Absurdist Solana meme coin Chillhouse flipped one of the two tokens that it was created to poke fun at on Thursday.
Chillhouse’s flipping of Housecoin prompted a wave of even more foolish tokens to take over the trenches. For example, Farthouse and Chillgull—which combines Chillguy with a seagull, for some reason—hit peak market caps of $4.28 million and $1.13 million amid the chaos.
Chillhouse was launched in April as a combination of the previously TikTok-viral Chillguy and the then-surging Housecoin, which launched with promises to flip the housing market. Over its two-month lifespan, Chillhouse has become a crypto-native inside joke with “thoughts on Chillhouse” becoming a meme that highlights the ridiculousness of crypto investing.
From Monday to Thursday, according to DEX Screener, Chillhouse jumped 168% to a $26 million market cap while Housecoin traded sideways and has recently settled at $19 million. Chillhouse has since fallen 33% to $17.3 million, below Housecoin, which has continued to stay flat at $19 million.
Housecoin reached its all-time high market cap of $120 million in May, following a series of endorsements from crypto social media influencers. The Solana meme coin brands itself as a “hedge against the housing market,” which its community believes is on the decline.
In the U.S., pending home sales are at record lows last seen during the COVID pandemic over the past 20 years, according to the National Association of Realtors. Economists have taken it as a sign that fewer people are looking to buy properties in the U.S..

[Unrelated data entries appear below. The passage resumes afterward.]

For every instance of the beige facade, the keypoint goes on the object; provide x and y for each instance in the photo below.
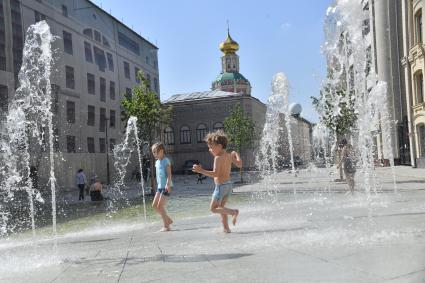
(414, 66)
(96, 60)
(382, 30)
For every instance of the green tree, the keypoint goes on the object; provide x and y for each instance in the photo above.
(151, 115)
(336, 110)
(240, 130)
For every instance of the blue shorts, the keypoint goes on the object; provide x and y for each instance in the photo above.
(222, 191)
(163, 192)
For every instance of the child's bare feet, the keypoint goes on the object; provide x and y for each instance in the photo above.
(235, 216)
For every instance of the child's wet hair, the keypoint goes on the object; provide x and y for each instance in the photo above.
(217, 137)
(157, 147)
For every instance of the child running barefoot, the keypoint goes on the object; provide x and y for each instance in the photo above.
(163, 178)
(217, 143)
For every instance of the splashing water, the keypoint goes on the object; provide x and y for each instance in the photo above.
(273, 148)
(352, 72)
(122, 155)
(28, 128)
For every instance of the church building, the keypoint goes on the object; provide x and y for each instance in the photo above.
(195, 114)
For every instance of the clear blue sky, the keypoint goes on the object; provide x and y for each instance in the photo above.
(273, 35)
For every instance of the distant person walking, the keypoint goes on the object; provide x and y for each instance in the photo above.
(348, 164)
(96, 191)
(81, 181)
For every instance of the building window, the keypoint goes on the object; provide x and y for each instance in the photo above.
(366, 27)
(128, 93)
(64, 11)
(128, 43)
(155, 85)
(169, 136)
(91, 85)
(4, 96)
(105, 42)
(70, 112)
(90, 145)
(91, 114)
(419, 78)
(70, 143)
(55, 99)
(88, 32)
(185, 135)
(418, 26)
(201, 132)
(127, 70)
(102, 145)
(136, 71)
(218, 126)
(112, 90)
(99, 58)
(112, 118)
(421, 132)
(56, 140)
(110, 61)
(88, 52)
(67, 42)
(69, 74)
(97, 36)
(39, 17)
(102, 119)
(148, 78)
(102, 89)
(112, 144)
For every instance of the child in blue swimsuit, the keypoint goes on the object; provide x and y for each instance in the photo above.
(223, 160)
(164, 184)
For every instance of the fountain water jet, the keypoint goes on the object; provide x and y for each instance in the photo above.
(29, 121)
(122, 155)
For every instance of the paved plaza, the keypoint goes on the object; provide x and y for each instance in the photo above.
(290, 229)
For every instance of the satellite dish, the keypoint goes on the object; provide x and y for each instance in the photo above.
(295, 109)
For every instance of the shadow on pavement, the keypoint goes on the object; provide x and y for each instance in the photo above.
(160, 258)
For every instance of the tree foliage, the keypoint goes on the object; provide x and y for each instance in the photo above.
(240, 129)
(151, 115)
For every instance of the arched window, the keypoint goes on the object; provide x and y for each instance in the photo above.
(105, 41)
(421, 132)
(185, 135)
(88, 32)
(169, 136)
(201, 131)
(418, 26)
(419, 87)
(218, 126)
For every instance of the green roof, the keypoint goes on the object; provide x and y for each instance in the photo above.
(234, 76)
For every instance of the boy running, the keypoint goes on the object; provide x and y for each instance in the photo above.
(217, 143)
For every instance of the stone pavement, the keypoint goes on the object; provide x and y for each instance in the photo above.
(298, 229)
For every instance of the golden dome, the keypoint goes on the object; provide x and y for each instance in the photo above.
(229, 46)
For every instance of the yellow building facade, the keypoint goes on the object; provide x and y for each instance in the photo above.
(414, 67)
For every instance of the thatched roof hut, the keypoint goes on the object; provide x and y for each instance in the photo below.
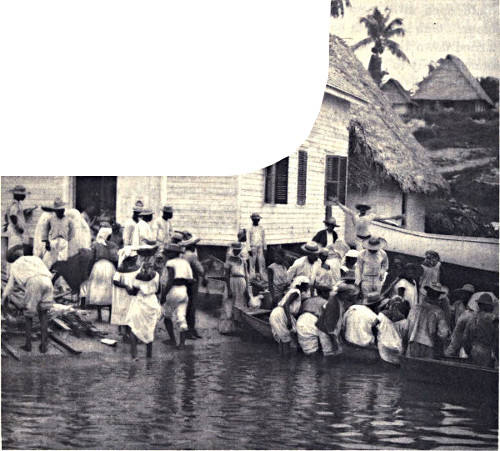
(451, 83)
(380, 145)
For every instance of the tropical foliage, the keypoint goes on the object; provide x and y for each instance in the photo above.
(381, 30)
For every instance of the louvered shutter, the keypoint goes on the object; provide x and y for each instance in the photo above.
(281, 182)
(302, 178)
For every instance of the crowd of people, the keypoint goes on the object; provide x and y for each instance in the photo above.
(332, 295)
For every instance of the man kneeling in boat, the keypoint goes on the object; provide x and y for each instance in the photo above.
(427, 326)
(30, 284)
(309, 336)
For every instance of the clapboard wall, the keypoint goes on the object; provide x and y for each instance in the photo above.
(290, 222)
(44, 189)
(206, 206)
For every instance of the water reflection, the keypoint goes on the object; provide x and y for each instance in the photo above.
(234, 395)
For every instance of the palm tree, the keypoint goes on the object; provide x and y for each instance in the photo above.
(337, 7)
(380, 30)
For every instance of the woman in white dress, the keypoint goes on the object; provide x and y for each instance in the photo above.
(145, 310)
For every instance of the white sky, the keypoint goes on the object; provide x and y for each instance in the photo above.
(434, 28)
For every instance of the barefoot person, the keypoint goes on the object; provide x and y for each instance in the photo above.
(30, 287)
(362, 221)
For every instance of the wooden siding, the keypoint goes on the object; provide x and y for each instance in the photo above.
(293, 223)
(206, 206)
(44, 189)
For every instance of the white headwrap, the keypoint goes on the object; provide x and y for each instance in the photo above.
(127, 251)
(103, 235)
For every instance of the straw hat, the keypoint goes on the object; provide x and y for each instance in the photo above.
(310, 248)
(138, 206)
(331, 221)
(374, 243)
(19, 189)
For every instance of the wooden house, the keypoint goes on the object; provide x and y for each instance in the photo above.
(451, 85)
(398, 96)
(388, 168)
(294, 195)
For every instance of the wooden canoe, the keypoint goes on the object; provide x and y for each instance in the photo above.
(258, 320)
(450, 372)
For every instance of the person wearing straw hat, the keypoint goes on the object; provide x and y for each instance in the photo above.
(258, 247)
(131, 224)
(362, 221)
(372, 265)
(307, 265)
(191, 255)
(162, 226)
(17, 218)
(237, 288)
(480, 339)
(311, 338)
(29, 286)
(327, 236)
(143, 233)
(427, 327)
(360, 321)
(57, 233)
(175, 302)
(283, 317)
(144, 311)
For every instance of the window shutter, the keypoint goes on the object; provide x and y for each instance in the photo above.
(269, 185)
(281, 182)
(302, 178)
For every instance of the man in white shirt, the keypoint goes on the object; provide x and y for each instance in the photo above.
(162, 226)
(257, 243)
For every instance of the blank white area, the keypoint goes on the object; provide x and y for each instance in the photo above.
(184, 87)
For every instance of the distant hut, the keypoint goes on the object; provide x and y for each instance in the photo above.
(451, 85)
(388, 168)
(398, 96)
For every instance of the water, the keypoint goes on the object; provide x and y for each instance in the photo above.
(232, 395)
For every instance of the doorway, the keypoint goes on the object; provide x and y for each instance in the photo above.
(99, 192)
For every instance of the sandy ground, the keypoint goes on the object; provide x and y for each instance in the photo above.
(206, 326)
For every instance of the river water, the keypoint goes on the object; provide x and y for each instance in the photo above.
(232, 395)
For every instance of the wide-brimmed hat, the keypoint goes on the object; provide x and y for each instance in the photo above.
(485, 299)
(310, 248)
(352, 253)
(19, 189)
(300, 280)
(331, 221)
(191, 240)
(173, 247)
(374, 243)
(372, 298)
(57, 205)
(14, 252)
(138, 206)
(347, 288)
(467, 289)
(436, 287)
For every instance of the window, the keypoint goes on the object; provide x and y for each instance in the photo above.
(335, 178)
(276, 189)
(302, 178)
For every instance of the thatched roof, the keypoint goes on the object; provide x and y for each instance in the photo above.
(395, 92)
(451, 80)
(379, 140)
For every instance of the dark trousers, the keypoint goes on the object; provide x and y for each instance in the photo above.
(192, 290)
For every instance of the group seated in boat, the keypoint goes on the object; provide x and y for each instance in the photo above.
(399, 310)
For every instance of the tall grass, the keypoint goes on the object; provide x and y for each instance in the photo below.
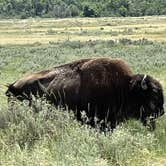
(54, 137)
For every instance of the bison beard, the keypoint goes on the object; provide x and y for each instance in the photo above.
(104, 88)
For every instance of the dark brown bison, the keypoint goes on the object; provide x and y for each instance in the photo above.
(105, 88)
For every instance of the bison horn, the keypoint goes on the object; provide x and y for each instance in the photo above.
(143, 83)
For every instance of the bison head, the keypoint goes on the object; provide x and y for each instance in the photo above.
(147, 96)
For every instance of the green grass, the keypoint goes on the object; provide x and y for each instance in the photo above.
(53, 136)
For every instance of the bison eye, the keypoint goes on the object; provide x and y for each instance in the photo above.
(152, 105)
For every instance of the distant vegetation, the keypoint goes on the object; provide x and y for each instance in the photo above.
(53, 137)
(83, 8)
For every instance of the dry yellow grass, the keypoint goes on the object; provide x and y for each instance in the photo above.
(45, 30)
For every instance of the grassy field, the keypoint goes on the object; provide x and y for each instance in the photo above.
(55, 138)
(46, 30)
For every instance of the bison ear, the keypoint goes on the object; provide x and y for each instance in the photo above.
(139, 82)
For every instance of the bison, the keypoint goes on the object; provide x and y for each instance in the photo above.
(104, 88)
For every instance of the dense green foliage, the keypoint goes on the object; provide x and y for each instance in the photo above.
(87, 8)
(53, 136)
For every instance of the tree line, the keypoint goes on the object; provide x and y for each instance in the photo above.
(80, 8)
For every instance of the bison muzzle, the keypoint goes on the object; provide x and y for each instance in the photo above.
(104, 88)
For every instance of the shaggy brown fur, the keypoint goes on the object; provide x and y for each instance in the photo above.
(104, 88)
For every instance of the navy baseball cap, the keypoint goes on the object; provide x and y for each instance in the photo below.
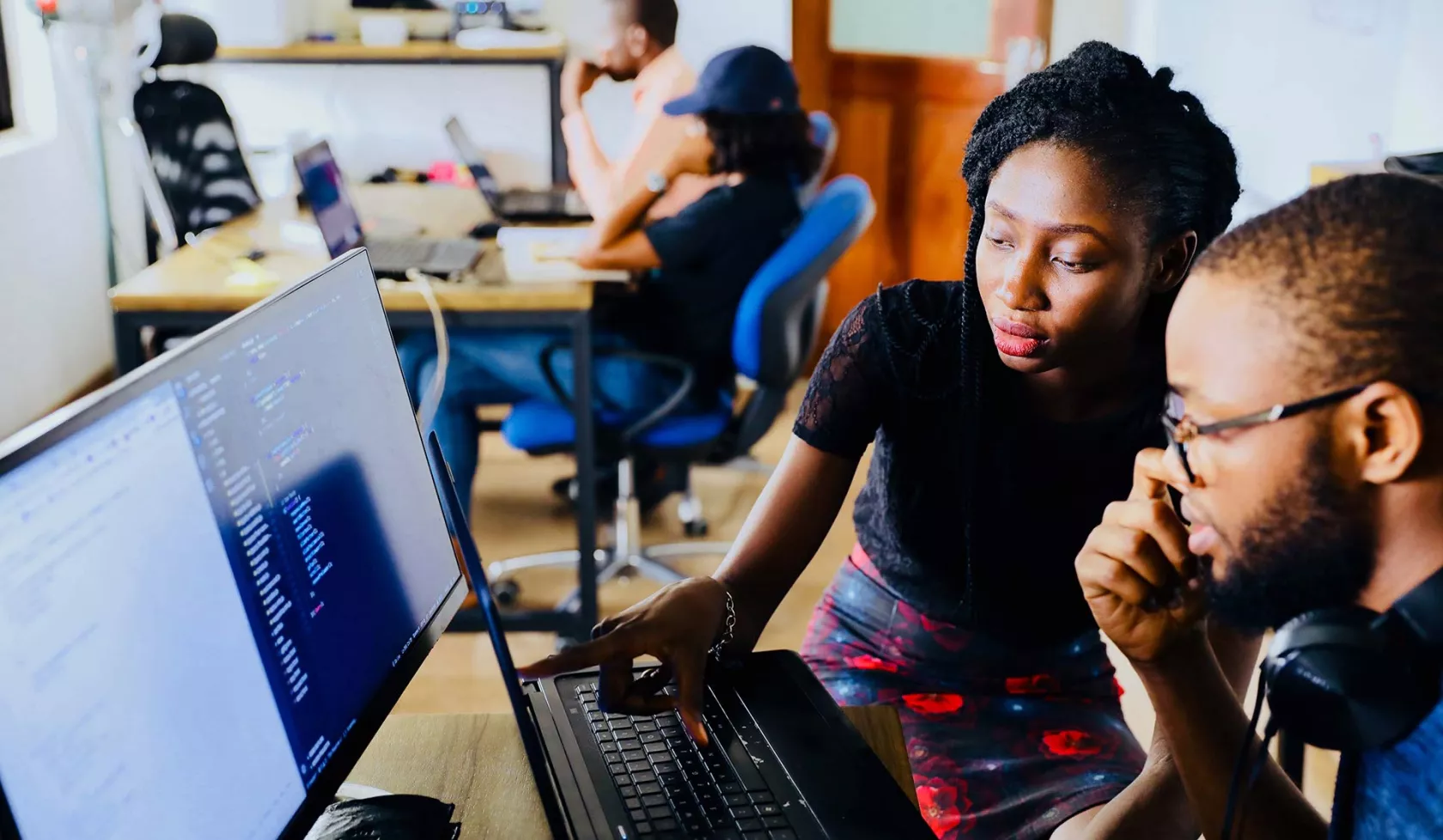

Meanwhile, in Europe, similar issues are sweeping the continent. According to the European Parliament, from 2015 to 2023, house prices jumped 48% on average, while rent prices rose 18% from 2010 to 2023.
As a result, economists have noted that youth have become nihilistic about their chances of buying property through traditional routes, like investing in stable assets like the S&P 500. Instead, many have turned to highly risky investment opportunities in the hopes they can gamble their way to the top. Meme coins are just one example of this financial nihilism at play.
So there’s some irony in the fact that Housecoin—a meme coin based on cynicism for the housing market—was flipped by another meme coin that is just as speculative.
Meme coins, at their core, do not have any intrinsic value. Instead, the tokens pump and dump based on the perceived cultural relevance of what they represent. This could be a news event, like a celebrity dying, or a predicted event, like a man beating the record for traveling to all 50 U.S. States… or the housing market collapsing.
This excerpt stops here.